The New York Times filed a new lawsuit challenging Secretary of Defense Pete Hegseth’s press access policy — and going into extensive detail, using an emoji to indicate the clear intent of the policy was to silence freedom of the press.
The policy effectively neutered Pentagon reporters by forcing them, as a condition of receiving Pentagon Facility Alternate Credentials (PFACs), to agree not to publish anything that was the product of leaks from within the administration — something even the vast majority of right-wing outlets refused to agree to.

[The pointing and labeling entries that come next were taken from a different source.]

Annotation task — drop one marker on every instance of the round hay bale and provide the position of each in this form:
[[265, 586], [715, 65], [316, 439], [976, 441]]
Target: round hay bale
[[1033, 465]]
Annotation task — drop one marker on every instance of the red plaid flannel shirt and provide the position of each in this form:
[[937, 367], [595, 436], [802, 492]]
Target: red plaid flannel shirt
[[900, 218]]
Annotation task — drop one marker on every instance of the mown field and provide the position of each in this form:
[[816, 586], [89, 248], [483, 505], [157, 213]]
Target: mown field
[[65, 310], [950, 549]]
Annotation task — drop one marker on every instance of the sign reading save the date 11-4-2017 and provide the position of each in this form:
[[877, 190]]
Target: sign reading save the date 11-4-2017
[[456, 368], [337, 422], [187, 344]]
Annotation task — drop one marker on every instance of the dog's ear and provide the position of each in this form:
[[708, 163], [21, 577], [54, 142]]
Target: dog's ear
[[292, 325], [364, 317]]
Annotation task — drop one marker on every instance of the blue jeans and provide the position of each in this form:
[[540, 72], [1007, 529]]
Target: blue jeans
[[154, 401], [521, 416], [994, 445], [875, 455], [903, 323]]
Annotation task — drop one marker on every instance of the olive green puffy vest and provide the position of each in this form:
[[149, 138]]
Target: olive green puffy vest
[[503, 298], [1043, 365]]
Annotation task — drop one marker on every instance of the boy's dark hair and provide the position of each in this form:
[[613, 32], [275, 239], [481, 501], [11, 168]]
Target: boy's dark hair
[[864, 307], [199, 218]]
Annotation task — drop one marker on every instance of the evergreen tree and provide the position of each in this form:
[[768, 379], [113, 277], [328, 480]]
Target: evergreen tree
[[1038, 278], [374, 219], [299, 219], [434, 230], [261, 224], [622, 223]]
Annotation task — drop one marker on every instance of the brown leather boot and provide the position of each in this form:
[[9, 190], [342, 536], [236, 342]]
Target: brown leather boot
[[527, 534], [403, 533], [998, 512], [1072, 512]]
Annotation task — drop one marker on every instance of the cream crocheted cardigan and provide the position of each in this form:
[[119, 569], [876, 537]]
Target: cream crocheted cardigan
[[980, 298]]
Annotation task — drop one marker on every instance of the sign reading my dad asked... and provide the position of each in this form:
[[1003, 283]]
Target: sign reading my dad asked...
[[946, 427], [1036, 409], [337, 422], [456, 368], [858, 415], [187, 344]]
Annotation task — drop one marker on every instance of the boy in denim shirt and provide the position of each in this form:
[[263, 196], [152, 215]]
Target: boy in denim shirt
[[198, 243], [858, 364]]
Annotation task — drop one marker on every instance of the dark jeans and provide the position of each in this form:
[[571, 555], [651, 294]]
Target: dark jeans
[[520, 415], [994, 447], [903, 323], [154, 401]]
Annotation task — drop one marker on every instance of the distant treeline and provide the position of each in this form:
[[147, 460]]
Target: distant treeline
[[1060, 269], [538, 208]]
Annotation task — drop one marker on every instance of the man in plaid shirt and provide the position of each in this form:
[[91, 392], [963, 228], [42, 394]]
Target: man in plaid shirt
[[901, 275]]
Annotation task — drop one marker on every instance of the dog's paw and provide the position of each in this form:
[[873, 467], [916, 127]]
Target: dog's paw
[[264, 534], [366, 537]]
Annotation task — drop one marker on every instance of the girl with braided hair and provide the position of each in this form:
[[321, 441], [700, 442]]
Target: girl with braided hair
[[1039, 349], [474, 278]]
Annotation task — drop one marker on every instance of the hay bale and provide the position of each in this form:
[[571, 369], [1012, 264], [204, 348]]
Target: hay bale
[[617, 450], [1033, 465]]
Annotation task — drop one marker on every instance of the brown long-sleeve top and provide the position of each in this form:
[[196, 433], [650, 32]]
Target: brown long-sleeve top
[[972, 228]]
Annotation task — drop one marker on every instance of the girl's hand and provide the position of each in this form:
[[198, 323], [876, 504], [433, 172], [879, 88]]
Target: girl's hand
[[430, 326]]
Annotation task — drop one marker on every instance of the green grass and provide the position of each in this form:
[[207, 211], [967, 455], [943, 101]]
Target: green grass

“Prior to the Department’s deadline, journalists with PFACs at The Times and virtually every other major news organization covering the Pentagon uniformly declined to sign the Acknowledgment,” said the complaint, saying that the overwhelming consensus among reporters was that the policy violated the First Amendment. “As a result, on October 15, 2025, they were compelled to turn in their PFACs. The vast majority of journalists and news outlets represented in the Pentagon Press Association (PPA) refused to sign the Acknowledgement.”
The lawsuit then went on to detail just how clearly the policy was an “intentional” move to stifle press access.
“Hegseth responded to news organizations making clear they could not sign the Policy by posting to his official X account an emoji of a hand waving goodbye,” said the suit.
Likewise, Public affairs official Sean Parnell “celebrated the Department’s success in driving longtime, independent reporters from the Pentagon, posting to X that ‘Americans have largely abandoned digesting their news through the lens of activists who masquerade as journalists in the mainstream media,’ and ‘[w]e look forward to beginning a fresh relationship with members of the new Pentagon press corps,’” — which were exclusively far-right bloggers and other entities favorable to the administration.
Already, judges have ruled against the Pentagon’s press access policy multiple times, but Hegseth has come back again and again with only minor revisions, in defiance of court orders.